Like the postmodernists and the modernists before them, Porete preached a deliberate program of subverting authority, a program with political implications that more than any other factor contributed to her demise at the hands of the Inquisition. In her treatise Porete sets up a fateful opposition between the “Great Church,” composed of those who are God's true lovers, and the “Little Church” of ecclesiastics and pedants who sit in positions of power and authority. In contrast to the Little Church run by Reason's standards, the Great Church moves and is moved purely by the standards of Love. By setting up an opposition between the way of Reason and that of Love, Porete joins battle in her text with the patriarchal rationality of the hierarchical Church and continually shows it up as stupid. Reason must eventually expire and does so quite dramatically before Love can have Her way with the Soul. Porete overtly condemns the learning of the Little Church when she says, “Neither your greatest philosophers, nor biblical scholars, nor those who pursue love and the virtues, can understand this, but only those who are guided by true love (fine amor). … To be so guided is a gift that can come in an instant.”2 She sees the mission of those “simple souls” like herself as the teaching and nurturing of “Sainte Église la petite,” the Little Church ruled by Reason. Porete consequently sets out to overturn, at least on a spiritual plane, the hierarchical domination by clerics and academics over true spiritual adepts. In her treatise but not in reality, “Holy Church” (la petite) itself acknowledges the spiritual superiority of these souls while making a weak bid for its role in teaching the Scriptures: “We wish to say, says Holy Church, that these Souls are of the life above us, for Love dwells in them and Reason dwells in us. But this is not against us, says Holy Church the little, for we teach her and advise her about it according to the glosses on our Scriptures” (122).
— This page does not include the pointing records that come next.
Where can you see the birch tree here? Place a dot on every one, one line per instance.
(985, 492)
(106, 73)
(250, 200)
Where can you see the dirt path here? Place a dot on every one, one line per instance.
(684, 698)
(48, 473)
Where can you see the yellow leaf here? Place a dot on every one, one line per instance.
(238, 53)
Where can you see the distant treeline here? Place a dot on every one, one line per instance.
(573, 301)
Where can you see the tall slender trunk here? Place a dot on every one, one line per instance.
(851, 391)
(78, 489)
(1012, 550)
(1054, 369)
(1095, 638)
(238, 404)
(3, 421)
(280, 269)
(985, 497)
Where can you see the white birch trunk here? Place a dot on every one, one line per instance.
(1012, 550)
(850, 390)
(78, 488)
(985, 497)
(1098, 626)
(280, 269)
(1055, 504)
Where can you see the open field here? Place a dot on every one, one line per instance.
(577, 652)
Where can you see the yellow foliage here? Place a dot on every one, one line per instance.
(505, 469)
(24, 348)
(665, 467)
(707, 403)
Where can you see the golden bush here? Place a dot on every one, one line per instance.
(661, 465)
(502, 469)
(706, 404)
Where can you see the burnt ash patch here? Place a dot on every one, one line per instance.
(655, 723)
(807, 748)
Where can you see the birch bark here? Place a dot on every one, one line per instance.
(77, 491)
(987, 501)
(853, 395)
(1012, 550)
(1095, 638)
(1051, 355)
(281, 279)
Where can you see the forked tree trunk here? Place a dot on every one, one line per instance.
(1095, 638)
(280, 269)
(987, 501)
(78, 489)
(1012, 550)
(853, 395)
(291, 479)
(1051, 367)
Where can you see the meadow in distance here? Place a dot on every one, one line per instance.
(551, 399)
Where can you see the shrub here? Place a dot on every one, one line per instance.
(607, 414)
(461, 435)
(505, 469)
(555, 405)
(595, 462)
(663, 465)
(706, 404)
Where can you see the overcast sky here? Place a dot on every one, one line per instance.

The opposition within the text had prophetic consequences for the fate of Porete. In her treatise's allegorical dialogue between Raison and Amour, and implicitly therefore between the Little Church and the Great Church, she anticipates the failure of communication between these language games and theological universes that she herself will fatally undergo in the Inquisition. In response to the questions and demands of Reason's inquisitors, Marguerite will answer only with silence and with her life. Ironically, it was Marguerite's fate to have to submit her book to the very court of Reason that she knew would not understand it.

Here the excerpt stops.